The soundscapes of our oceans have undergone substantial changes as a result of human anthropogenic activities. This, in turn, threatens the existence of ocean mammals such as the Bryde’s whale, as they use sound to navigate, communicate, avoid predators, recognise prey for survival and function properly within their ecosystem. Anthropogenic activities include shipping, offshore exploration, geophysical seismic surveys, and naval sonar operations. These activities have been detrimental to marine fauna and caused, amongst others, physical injury, physiological dysfunction, and behavioural modification. Overall, it caused a decrease in reproduction rate. Nevertheless, very little information regarding the population dynamics and taxonomic status of Bryde’s whales exists. Recent research strongly suggests that the two ecotypes, namely the resident inshore Bryde’s whale and the seasonal offshore Bryde’s whale, can be split at a species level. This can have far-reaching implications, putting the inshore Bryde’s whale species at a real and substantial risk of extinction.
1. Overview of the project
Considering the above, Prof Jaco Versfeld and his team set out to use passive acoustic monitoring together with machine learning to recognise and distinguish between individual inshore Bryde’s whales. This will allow for an improved estimate of population size and the ability to conduct studies such as movement tracking. According to Prof Versfeld, “once we can distinguish between individuals, we can make more accurate estimations on the population size of the inshore Bryde’s whales resident to False bay. Also, with the ability to distinguish between individuals, we can track the movements of these mammals, gaining invaluable information. The movement data can be used to see whether these whales enter busy shipping lanes, a very high-risk area for both the whales and ships.” This movement data coupled with fish stock data can assist biologists to gain an improved understanding of the whales’ dietary habits. The ability to recognise individual whales can also facilitate population estimation techniques such as mark and recapture.
2. Passive acoustic monitoring techniques
This project sets out to mainly use passive acoustic monitoring techniques in the final stages of the project. There are several advantages attached to using passive acoustic monitoring (PAM). The major advantage of PAM is that these systems record day and night, and during all types of weather, while other types of studies are weather dependent.
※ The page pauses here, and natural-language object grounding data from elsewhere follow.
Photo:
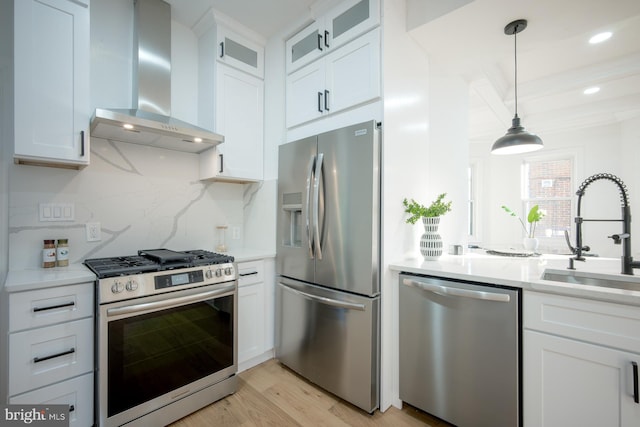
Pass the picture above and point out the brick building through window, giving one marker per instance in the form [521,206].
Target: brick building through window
[549,184]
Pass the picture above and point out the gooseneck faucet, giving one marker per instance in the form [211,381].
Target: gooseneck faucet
[624,238]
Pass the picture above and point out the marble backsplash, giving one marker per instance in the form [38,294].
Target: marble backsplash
[143,197]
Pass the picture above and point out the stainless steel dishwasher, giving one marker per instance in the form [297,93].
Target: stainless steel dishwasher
[460,350]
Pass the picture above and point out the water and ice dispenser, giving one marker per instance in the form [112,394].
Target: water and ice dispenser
[292,211]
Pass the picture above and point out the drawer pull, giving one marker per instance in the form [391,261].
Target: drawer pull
[53,307]
[636,395]
[248,274]
[53,356]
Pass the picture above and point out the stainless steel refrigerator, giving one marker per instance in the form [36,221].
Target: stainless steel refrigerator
[328,291]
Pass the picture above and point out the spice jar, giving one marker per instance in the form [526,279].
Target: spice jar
[49,254]
[62,253]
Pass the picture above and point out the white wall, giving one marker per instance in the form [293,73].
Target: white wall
[6,143]
[612,148]
[405,171]
[449,149]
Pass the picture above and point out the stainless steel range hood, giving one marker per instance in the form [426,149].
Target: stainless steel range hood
[149,122]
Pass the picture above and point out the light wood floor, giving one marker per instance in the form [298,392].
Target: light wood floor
[273,395]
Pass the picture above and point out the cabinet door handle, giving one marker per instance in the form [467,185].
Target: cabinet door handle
[636,394]
[53,356]
[53,307]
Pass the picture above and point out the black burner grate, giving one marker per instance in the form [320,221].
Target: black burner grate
[120,266]
[150,260]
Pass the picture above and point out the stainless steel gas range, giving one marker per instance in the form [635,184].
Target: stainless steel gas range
[166,340]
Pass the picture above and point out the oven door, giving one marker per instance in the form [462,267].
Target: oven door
[153,351]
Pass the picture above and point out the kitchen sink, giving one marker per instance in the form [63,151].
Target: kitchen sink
[631,283]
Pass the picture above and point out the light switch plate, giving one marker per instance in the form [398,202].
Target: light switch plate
[50,212]
[94,233]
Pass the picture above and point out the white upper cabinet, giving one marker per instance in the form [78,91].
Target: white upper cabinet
[239,117]
[340,25]
[51,80]
[240,52]
[231,103]
[347,77]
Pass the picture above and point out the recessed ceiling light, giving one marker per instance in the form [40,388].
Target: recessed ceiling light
[599,38]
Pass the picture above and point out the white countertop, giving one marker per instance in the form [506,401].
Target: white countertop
[524,273]
[39,278]
[248,254]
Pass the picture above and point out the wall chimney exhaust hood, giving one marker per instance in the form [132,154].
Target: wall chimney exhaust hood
[149,122]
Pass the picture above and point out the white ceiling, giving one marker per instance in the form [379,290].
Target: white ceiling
[555,61]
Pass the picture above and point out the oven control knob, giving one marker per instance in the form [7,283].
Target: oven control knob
[132,285]
[117,287]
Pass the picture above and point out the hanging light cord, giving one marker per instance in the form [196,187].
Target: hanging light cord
[515,58]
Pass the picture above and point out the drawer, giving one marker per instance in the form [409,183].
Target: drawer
[44,307]
[604,323]
[250,272]
[42,356]
[76,392]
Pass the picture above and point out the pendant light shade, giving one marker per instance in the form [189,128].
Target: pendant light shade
[517,139]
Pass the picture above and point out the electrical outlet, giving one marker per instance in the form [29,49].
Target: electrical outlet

The PAM recorders record autonomously and are not based on human observations. Finally, because these recorders are passive, they have minimal disturbance on the environment. “The ability to identify individual inshore Bryde’s whales, as well as the ability to track their movements will enable us to more accurately estimate the population size of the inshore Bryde’s whales resident in False Bay” according to Prof Versfeld. “This will also allow us to assess anthropogenic threats to these whales in False Bay, which can lead to proposed mitigation strategies, such as the recent temporary ban on octopus traps in False Bay”, he explains.
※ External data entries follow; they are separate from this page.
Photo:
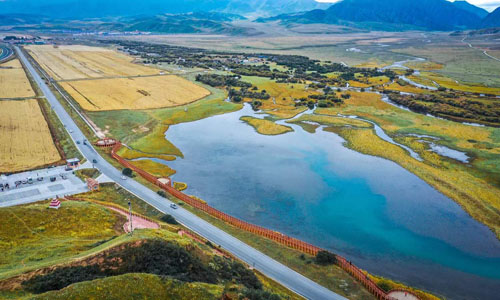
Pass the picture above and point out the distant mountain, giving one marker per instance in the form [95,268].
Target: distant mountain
[201,22]
[492,20]
[480,12]
[391,14]
[114,8]
[17,19]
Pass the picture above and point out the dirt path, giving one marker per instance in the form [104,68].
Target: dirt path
[137,223]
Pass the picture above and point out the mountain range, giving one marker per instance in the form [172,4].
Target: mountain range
[395,15]
[77,9]
[222,16]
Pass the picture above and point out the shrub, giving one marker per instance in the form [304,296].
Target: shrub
[325,258]
[252,294]
[232,270]
[169,219]
[61,278]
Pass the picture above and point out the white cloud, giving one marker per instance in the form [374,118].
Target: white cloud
[489,5]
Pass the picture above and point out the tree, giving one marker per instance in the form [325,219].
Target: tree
[326,258]
[127,172]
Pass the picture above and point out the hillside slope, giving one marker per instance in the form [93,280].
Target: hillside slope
[390,14]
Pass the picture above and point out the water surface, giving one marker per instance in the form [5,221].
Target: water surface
[377,214]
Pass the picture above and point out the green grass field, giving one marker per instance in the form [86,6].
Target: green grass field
[33,236]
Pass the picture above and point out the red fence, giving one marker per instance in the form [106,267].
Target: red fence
[261,231]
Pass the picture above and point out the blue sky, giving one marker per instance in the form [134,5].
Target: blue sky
[489,5]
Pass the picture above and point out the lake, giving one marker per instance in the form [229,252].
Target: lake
[368,209]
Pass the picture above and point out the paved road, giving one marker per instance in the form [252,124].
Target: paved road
[5,53]
[289,278]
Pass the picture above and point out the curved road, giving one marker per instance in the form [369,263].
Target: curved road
[6,53]
[268,266]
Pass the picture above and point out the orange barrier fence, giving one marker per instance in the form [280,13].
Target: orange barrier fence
[261,231]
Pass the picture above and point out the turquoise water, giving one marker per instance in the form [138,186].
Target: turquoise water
[370,210]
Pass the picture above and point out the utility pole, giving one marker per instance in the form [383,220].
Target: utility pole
[130,217]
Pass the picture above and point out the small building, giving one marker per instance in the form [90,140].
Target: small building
[73,163]
[55,203]
[92,184]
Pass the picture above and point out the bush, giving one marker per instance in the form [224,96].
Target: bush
[232,270]
[127,172]
[169,219]
[252,294]
[325,258]
[61,278]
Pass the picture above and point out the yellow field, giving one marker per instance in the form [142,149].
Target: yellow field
[76,62]
[13,81]
[25,140]
[134,93]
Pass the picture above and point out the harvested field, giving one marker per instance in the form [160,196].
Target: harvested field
[25,140]
[77,62]
[134,93]
[13,81]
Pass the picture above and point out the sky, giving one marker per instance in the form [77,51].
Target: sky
[489,5]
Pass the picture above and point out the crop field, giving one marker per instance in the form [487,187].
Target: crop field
[25,139]
[76,62]
[134,93]
[13,81]
[266,127]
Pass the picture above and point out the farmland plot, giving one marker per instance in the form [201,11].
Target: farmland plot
[13,81]
[134,93]
[25,140]
[77,62]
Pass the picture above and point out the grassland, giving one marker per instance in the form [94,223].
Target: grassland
[266,127]
[134,93]
[76,62]
[467,65]
[13,81]
[34,236]
[136,286]
[153,167]
[25,139]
Spectrogram – representing the pulse call.
3. The potential impact of the project
The methods and techniques that are developed in this project are transferable to other areas where other populations of inshore Bryde’s whales are present. The methods and techniques could also be adapted and applied to other species, for instance studying offshore Bryde’s whales. Furthermore, during sea trials and data collection, an easily recognisable call of the inshore Bryde’s whale was discovered. Using these calls together with other vocalisations, the team aims to use techniques similar to speaker recognition for human speech, to distinguish between individual inshore Bryde’s whales. The ability to discern individual Bryde’s whales based on their vocalisations will be an extremely powerful tool that can be used in population estimation, tracking and movement studies, and many other studies. Studies using passive acoustic monitoring of Bryde’s whales have been done overseas, but no formal studies have been done locally in South Africa. No studies, both locally and internationally, have attempted to identify individual inshore Bryde’s whales using calls only.
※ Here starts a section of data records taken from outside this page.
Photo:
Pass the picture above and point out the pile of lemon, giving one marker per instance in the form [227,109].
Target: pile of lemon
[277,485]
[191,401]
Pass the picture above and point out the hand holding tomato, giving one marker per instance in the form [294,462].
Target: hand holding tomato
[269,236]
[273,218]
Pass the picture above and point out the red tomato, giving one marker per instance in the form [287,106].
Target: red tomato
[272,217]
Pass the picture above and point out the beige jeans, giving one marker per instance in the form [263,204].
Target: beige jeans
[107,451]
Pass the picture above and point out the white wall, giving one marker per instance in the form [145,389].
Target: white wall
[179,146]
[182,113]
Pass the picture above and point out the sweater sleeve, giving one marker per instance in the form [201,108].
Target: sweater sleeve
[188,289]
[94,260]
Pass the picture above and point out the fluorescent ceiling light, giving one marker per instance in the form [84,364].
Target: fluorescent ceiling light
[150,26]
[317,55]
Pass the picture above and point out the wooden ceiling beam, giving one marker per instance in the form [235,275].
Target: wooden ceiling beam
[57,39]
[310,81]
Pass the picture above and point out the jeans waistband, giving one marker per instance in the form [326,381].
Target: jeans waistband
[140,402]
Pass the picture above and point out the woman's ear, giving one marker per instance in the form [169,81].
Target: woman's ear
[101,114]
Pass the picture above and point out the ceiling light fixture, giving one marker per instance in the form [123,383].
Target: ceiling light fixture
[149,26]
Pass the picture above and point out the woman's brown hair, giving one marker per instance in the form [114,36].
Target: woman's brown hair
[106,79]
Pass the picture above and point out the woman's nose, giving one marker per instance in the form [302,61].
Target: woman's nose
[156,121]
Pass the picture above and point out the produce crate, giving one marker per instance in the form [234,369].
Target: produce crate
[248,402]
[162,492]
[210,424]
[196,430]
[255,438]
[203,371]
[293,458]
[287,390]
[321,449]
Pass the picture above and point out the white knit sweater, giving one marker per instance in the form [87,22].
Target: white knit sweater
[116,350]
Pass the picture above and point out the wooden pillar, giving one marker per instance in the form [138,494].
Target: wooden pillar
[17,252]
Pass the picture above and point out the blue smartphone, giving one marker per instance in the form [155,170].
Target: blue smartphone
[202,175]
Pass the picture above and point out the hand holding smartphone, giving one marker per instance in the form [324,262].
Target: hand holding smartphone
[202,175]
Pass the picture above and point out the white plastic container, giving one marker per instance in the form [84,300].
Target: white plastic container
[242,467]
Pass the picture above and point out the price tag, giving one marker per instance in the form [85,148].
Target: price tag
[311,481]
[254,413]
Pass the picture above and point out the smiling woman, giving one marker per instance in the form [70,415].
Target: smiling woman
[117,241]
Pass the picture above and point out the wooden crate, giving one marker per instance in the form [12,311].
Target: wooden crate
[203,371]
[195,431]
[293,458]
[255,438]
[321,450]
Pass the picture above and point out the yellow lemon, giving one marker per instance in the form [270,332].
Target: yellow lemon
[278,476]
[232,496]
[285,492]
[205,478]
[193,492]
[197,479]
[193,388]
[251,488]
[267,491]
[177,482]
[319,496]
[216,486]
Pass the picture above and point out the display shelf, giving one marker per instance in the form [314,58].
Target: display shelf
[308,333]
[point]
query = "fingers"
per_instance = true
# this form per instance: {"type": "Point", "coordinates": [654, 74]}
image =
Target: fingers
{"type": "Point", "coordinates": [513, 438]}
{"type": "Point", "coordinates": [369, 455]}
The goal of this project is to develop methods and techniques that can be used by other conservationists and researchers to assess the abundance and population density of Bryde’s whales and possibly other types of cetaceans in many other areas. The techniques and methods can be used in remote areas of South Africa, such as the West Coast, where little information about Bryde’s whales exist. This project can furthermore catalyse effective research into Bryde’s whale populations both in and around South Africa, and internationally.